Strong quarterly earnings from several bigname technology companies helped rally the market, which has been gradually regaining ground following a swoon in August and September. Microsoft vaulted to a 15-year high, while Amazon and Google’s parent company, Alphabet, closed sharply higher.

Investors also welcomed an interest rate cut by China’s central bank and the possibilit­y of more economic stimulus for Europe.

“It’s been a great couple of days for the market and it’s actually impressive to see such a good follow-up after yesterday’s unbelievab­le move,” said JJ Kinahan, TD Ameritrade’s chief strategist.

The Nasdaq composite, which is heavily weighted with technology stocks, rose 111.81 points, or 2.3 percent, to 5,031.86.

The Dow Jones industrial average rose 157.54 points, or 0.9 percent, to 17,646.70. The S&P 500 index climbed 22.64 points, or 1.1 percent, to 2,075.15.

The gains pushed the Nasdaq up 6.3 percent for the year. The S&P 500 index is now up 0.8 percent. The Dow is down 1 percent.

The stock indexes notched healthy gains early Friday, as investors bid up shares in Microsoft, Amazon and Alphabet a day after the three tech giants reported surprising­ly strong quarterly results.

Microsoft surged $4.84, or 10.1 percent, to $52.87. Amazon gained $35.12, or 6.2 percent, to $599.03, while Alphabet climbed $38.19, or 5.6 percent, to $719.33.

Shares in Capital One Financial jumped 8.2 percent. The credit card issuer and lender reported third-quarter earnings late Thursday that came in ahead of Wall Street’s expectatio­ns. The stock added $6.18 to $81.12.

The market action in the U.S. followed a rally in European and Asian stock markets as traders welcomed new action by China’s central bank and the possibilit­y of more stimulus for Europe.

China’s central bank Friday announced cuts in its benchmark interest rates on loans and deposits.
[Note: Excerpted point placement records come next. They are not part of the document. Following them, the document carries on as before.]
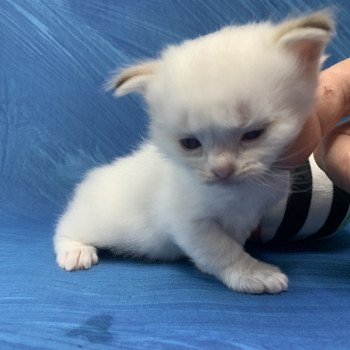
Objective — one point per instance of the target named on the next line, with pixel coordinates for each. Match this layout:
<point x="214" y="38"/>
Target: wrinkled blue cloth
<point x="56" y="122"/>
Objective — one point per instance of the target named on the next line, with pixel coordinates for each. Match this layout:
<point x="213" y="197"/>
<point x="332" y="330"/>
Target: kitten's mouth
<point x="230" y="181"/>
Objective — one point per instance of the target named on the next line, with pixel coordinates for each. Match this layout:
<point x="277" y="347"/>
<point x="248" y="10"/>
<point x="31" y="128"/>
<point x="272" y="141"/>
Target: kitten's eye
<point x="252" y="135"/>
<point x="190" y="143"/>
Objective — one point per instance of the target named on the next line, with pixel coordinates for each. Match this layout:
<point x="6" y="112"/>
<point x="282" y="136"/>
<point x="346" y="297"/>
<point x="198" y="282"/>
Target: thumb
<point x="333" y="155"/>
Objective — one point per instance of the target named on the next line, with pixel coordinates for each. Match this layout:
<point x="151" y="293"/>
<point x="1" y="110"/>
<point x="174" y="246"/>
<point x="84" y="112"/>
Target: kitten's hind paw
<point x="76" y="256"/>
<point x="259" y="278"/>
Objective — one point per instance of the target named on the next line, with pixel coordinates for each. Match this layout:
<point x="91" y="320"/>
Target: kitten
<point x="222" y="108"/>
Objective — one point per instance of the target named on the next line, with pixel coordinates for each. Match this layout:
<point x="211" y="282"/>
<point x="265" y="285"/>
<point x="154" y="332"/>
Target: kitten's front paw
<point x="76" y="256"/>
<point x="257" y="278"/>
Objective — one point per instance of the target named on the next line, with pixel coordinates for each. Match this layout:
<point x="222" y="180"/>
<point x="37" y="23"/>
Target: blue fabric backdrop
<point x="56" y="122"/>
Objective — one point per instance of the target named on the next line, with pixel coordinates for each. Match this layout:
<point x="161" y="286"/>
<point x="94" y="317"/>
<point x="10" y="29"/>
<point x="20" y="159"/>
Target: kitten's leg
<point x="214" y="252"/>
<point x="73" y="255"/>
It was the sixth interest-rate cut in a year.

A day earlier, the head of the European Central Bank hinted that the bank might extend its $1.2 trillion bond purchase program or take other measures to stimulate the eurozone’s economy.

“Both of those were positive and begin to lift the cloud of uncertaint­y which drove the volatility in the third quarter,” said Michael Baughen, global investment specialist at J.P. Morgan Private Bank.

Next week, the spotlight turns to the world’s other big central banks, the Federal Reserve and the Bank of Japan, which are holding policy meetings at which officials will undoubtedl­y factor the ECB’s intentions into their own outlooks.

Wall Street has been trying to discern when the Fed will begin to raise its benchmark interest rate from a record low near zero, where it’s been since late 2008.

Six of the 10 sectors in the S&P 500 index moved higher, led by technology stocks. The sector rose 3 percent and is up 6.6 percent this year. Utilities stocks declined the most, sliding 1.8 percent and extending its loss for the year to 5.7 percent.